Capturing Baseline Network Performance

Bit the Chipmunk, AWS Expert published on October 31, 2024

5 min, 924 words

Hello network explorers! Bit here, perched up on a branch in the AWS forest, peering into your connectivity vines. Today we’re going to dig into a key exam-worthy topic: capturing baseline network performance. Because before you can detect a problem, you need to know what “normal” looks like—especially in global, hybrid architectures.

Let’s lay down that baseline so you can spot the unexpected! 🌰

🧭 1. Why Baseline Performance Matters

If you design a network and you don’t know what “good” looks like, you’ll miss the subtle stuff: packet loss creeping up, latency slowly climbing, link capacity dwindling. On the exam, you’ll see scenarios like:

“Traffic volumes appear stable, but user complaints of slowness are increasing—what should you monitor?” “After deploying a second region, how do you know the failover path is performing as originally designed?”

The answer lies in having captured baseline metrics, then watching for deviations.

📊 2. What Baseline Metrics to Capture

When defining baseline performance, consider these categories:

a) Throughput & Utilization

Capture BytesIn, BytesOut, PacketsIn, PacketsOut for key resources (e.g., AWS Transit Gateway attachments).
Identify BytesDropped or PacketDropCount (e.g., BytesDropCountBlackhole, BytesDropCountNoRoute) to distinguish between intended and unintended packet drops.
Sample for enough time (weeks) across peak and off-peak to build a realistic baseline.

b) Latency & Loss

Use tools like Amazon CloudWatch Network Monitor to measure round-trip time (RTT) and packet loss in hybrid networks.
For regional VPC/AZ paths, capture response times using client_response_time and target_processing_time metrics (from ALB logs) to separate network latency from application latency.
Baseline per link, per AZ, and per region—global networks often hide “grey failures.”

c) Health & Availability

Capture Tunnel Up/Down, Attachment Status, and Impaired Count metrics via AWS Transit Gateway Network Manager.
Baseline link availability (< 1% outage monthly?), percent time in “Up” state over a sample period.
Monitor hybrid links: AWS Direct Connect link utilization, error events, and link state changes.
For physical link health, include Direct Connect optical light levels (connectionLightLevelTx, connectionLightLevelRx) and CRC/Link Error Counts (ConnectionErrorCount) — these capture low-level degradation before a full outage occurs.

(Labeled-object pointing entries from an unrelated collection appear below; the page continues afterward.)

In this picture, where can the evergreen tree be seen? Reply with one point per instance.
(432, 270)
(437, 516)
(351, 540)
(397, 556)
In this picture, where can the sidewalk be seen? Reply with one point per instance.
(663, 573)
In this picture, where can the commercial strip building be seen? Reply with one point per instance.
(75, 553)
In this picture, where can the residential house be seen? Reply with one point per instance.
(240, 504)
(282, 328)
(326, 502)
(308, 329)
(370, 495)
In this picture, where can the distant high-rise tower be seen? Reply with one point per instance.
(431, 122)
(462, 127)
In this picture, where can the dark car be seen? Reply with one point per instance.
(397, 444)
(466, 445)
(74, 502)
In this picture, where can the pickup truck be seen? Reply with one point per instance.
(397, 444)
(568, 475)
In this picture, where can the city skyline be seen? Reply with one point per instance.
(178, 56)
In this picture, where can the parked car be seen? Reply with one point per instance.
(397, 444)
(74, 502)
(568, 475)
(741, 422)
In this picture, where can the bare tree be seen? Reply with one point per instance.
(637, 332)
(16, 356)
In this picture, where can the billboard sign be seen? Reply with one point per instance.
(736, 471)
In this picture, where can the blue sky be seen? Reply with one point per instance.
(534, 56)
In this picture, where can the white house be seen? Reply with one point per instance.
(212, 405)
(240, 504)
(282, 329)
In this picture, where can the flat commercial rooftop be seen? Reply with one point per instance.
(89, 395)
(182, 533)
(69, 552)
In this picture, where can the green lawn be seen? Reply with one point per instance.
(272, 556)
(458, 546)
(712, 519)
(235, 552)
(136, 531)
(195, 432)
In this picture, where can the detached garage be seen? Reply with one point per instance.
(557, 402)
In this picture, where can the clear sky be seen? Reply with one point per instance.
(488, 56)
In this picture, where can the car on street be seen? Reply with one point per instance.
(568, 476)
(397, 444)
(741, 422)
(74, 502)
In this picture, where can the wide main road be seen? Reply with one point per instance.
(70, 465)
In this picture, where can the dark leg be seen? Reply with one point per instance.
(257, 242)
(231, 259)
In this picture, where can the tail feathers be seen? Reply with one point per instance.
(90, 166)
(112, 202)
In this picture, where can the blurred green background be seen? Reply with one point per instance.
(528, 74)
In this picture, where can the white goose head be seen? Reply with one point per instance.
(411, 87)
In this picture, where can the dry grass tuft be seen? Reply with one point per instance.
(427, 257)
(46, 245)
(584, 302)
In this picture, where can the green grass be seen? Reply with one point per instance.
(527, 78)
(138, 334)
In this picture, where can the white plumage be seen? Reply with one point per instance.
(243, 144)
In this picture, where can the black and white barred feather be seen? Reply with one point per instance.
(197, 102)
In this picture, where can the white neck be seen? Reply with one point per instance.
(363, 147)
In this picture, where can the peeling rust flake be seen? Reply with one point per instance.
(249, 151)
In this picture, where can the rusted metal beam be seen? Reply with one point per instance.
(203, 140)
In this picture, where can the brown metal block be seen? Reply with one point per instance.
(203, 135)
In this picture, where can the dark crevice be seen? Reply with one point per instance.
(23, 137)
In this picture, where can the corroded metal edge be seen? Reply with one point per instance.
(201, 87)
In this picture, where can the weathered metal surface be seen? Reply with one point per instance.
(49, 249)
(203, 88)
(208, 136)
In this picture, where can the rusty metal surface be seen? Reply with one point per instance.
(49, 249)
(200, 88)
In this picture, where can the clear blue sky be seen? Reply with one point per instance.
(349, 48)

d) Hybrid & Multi-Region Visibility

Baseline per-AZ metrics for TGW and Cloud WAN using their enhanced performance metrics.
Baseline inter-region traffic & delays to understand what “normal failover” looks like.
Identify expected patterns: e.g., Region-A serves 80% traffic, Region-B 20% under normal load.
Include data from AWS Network Manager Infrastructure Performance, which benchmarks AWS backbone latency across regions — your global baseline reference point.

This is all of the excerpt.